During tough economic times, small businesses may find it more difficult than usual to access credit as the risks associated with borrowing increase. Banks and traditional loan providers will scrutinise the applicant’s credit history more intensely than usual to gain a full understanding of the business’ financial health and ability to service debt.

According to the 2021 National Small Business Survey, access to finance was listed as one of the most important areas for SMEs to succeed and prosper. Some of the biggest obstacles holding their business back from growing included poor cash flow as well as scaling to meet the needs of clients. Financial management was also listed in the top four areas that SMEs required assistance with.

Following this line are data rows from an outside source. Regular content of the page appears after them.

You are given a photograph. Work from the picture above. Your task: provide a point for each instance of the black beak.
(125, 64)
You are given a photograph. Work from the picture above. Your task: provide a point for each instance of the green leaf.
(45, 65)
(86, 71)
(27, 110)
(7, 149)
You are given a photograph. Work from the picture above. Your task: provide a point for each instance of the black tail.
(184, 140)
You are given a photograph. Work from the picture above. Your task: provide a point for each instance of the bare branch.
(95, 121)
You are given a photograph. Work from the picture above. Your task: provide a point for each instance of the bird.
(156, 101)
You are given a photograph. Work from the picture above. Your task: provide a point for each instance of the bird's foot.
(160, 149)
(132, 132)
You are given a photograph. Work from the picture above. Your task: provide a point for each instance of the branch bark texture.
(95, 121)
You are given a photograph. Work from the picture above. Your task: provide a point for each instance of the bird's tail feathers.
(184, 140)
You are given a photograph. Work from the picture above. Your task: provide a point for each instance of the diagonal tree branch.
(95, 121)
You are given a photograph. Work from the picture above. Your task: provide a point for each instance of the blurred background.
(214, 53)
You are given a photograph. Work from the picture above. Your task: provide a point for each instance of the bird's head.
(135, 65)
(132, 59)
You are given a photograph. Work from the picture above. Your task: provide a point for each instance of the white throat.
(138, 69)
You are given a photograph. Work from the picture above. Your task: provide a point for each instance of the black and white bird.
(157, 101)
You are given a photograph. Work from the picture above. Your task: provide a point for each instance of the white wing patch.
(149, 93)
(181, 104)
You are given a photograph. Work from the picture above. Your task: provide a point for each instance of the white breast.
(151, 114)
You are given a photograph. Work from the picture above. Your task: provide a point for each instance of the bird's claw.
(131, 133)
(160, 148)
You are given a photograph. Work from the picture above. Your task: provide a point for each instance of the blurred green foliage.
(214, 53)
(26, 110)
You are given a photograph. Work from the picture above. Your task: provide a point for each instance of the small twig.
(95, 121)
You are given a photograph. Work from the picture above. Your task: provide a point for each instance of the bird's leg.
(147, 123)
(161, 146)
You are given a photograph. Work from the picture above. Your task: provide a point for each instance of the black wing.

The importance of understanding your business credit profile

A business credit profile forms a key part of the decision-making process for lenders and service providers. Whether a small business is applying for finance with a lender, credit with another business, competing for a supplier contract or simply trying to get a good deal on their business mobile contract; they need to understand that their business credit profile will play a role. That is why it is vital that they understand what their credit profile is saying about their business, their creditworthiness and how these suppliers, clients and lenders view their business.

Anderson adds, “Small businesses are under enormous strain in the current environment. As the backbone of the South African economy, any challenges faced amongst these enterprises may have far-reaching implications on the country’s unemployment. We need to ensure that we support SMEs to stay in business and become more resilient to economic disruptions as they continue to be a driving force of inclusive economic growth and job creation in the country.”